Published in final edited form as: Toxicon. 2013 Feb 5;0:101–107. doi: 10.1016/j.toxicon.2013.01.007

Molecular dissection of botulinum neurotoxin reveals interdomain chaperone function

Audrey Fischer 1,1, Mauricio Montal 1,*
PMCID: PMC3797153  NIHMSID: NIHMS443036  PMID: 23396042

Abstract

Clostridium botulinum neurotoxin (BoNT) is a multi-domain protein made up of the approximately 100 kDa heavy chain (HC) and the approximately 50 kDa light chain (LC). The HC can be further subdivided into two halves: the N-terminal translocation domain (TD) and the C-terminal Receptor Binding Domain (RBD). We have investigated the minimal requirements for channel activity and LC translocation. We utilize a cellular protection assay and a single channel/single molecule LC translocation assay to characterize in real time the channel and chaperone activities of BoNT/A truncation constructs in Neuro 2A cells. The unstructured, elongated belt region of the TD is demonstrated to be dispensable for channel activity, although may be required for productive LC translocation. We show that the RBD is not necessary for channel activity or LC translocation, however it dictates the pH threshold of channel insertion into the membrane. These findings indicate that each domain functions as a chaperone for the others in addition to their individual functions, working in concert to achieve productive intoxication.

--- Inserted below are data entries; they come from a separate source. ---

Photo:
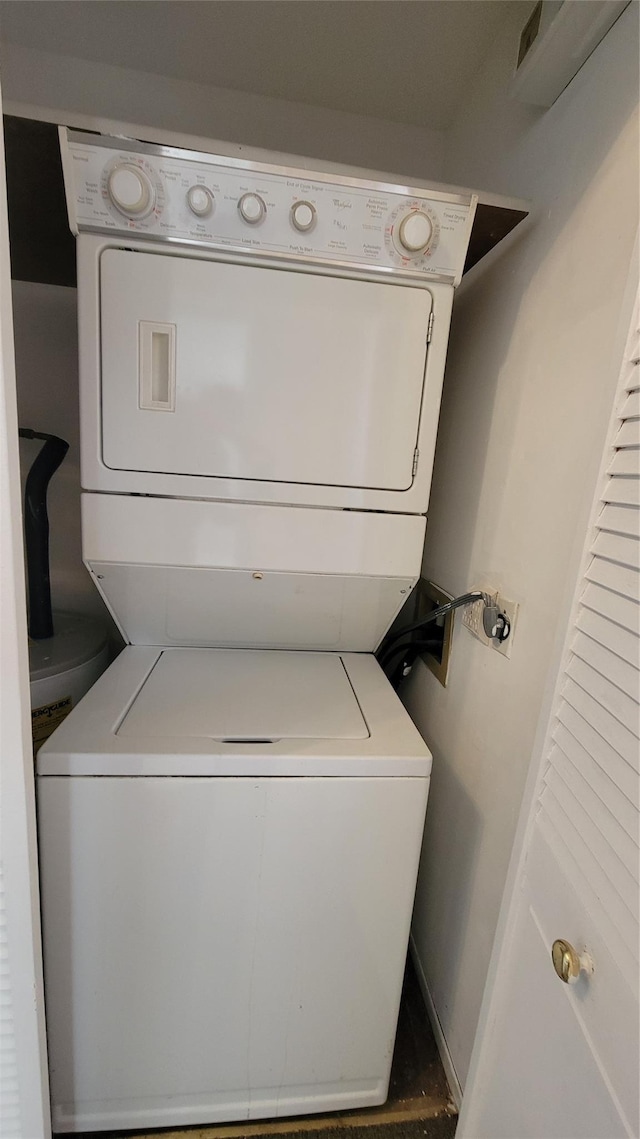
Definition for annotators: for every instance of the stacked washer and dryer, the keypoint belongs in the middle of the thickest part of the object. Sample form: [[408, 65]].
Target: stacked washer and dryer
[[230, 821]]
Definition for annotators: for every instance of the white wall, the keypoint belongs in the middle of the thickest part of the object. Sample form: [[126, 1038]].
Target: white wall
[[535, 349], [37, 81]]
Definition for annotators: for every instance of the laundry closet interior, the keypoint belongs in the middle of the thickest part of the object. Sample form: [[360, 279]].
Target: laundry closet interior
[[304, 287]]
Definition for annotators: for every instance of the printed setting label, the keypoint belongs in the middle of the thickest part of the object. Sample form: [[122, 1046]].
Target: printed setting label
[[46, 719], [349, 223]]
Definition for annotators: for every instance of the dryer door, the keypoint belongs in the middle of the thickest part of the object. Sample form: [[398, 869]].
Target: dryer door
[[228, 370]]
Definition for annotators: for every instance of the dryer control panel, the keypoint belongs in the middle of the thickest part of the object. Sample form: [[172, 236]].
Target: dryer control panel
[[196, 198]]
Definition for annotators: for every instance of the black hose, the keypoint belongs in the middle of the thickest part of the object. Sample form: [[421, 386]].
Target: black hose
[[37, 531], [387, 648]]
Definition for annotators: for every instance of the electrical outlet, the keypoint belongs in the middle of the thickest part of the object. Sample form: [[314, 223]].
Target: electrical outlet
[[473, 615], [511, 609], [472, 619]]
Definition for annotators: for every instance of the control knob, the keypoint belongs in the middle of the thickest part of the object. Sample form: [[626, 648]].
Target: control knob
[[415, 231], [199, 201], [252, 209], [130, 190], [303, 215]]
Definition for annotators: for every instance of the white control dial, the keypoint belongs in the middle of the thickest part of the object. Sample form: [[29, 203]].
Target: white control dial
[[303, 215], [415, 231], [130, 190], [199, 201], [252, 209]]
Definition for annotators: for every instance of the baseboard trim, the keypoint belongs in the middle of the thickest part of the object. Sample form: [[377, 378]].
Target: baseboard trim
[[440, 1039]]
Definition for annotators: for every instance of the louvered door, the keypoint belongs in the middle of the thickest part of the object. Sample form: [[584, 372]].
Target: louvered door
[[559, 1060]]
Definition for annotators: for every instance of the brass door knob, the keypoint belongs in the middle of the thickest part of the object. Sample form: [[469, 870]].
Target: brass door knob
[[568, 964]]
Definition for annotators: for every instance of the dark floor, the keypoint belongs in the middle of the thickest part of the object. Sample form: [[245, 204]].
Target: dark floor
[[419, 1103]]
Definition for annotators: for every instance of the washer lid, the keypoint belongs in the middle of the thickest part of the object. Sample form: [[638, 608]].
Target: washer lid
[[237, 696]]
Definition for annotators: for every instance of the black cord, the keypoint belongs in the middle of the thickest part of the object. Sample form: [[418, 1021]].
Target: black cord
[[476, 595]]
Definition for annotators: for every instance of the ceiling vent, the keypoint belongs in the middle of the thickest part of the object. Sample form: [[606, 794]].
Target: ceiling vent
[[556, 41]]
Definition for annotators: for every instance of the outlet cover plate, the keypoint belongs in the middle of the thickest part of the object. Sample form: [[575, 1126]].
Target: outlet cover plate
[[472, 620]]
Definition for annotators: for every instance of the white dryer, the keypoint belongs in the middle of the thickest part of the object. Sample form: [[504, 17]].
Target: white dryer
[[230, 822]]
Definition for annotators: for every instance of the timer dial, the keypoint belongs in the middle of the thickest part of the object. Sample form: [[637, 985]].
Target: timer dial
[[130, 190], [303, 215], [415, 231], [252, 209], [199, 201]]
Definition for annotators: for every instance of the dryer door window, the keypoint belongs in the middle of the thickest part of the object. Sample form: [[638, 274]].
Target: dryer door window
[[234, 371]]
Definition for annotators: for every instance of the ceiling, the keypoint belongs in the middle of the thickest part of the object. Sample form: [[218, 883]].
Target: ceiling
[[403, 60]]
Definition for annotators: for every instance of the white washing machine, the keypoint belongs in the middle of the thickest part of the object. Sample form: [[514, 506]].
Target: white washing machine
[[230, 821]]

Keywords: Protein translocase, Biological weapons, Botulism, Antibotulinal agents, Modular nanomachine

1. Introduction

Botulinum neurotoxin (BoNT) inhibits synaptic exocytosis in peripheral cholinergic synapses causing botulism, a disease characterized by descending flaccid paralysis. Clostridium botulinum cells secrete seven BoNTs isoforms designated as BoNT/A to G (Schiavo et al., 2000). All BoNT isoforms are synthesized as a single polypeptide chain and then cleaved to form a disulfide linked di-chain molecule by either clostridial or host cell proteases (Sathyamoorthy and DasGupta, 1985). The mature holotoxin consists of a 50 kDa light chain (LC) protease and a 100 kDa heavy chain (HC). The HC is comprised of the translocation domain (TD) (the N-terminal half), a long four-helix bundle, and the receptor-binding domain (RBD) (the C-terminal half), consisting of a single β-barrel and a single β-trefoil motif (Lacy and Stevens, 1999; Lacy et al., 1998; Schiavo et al., 2000; Swaminathan and Eswaramoorthy, 2000).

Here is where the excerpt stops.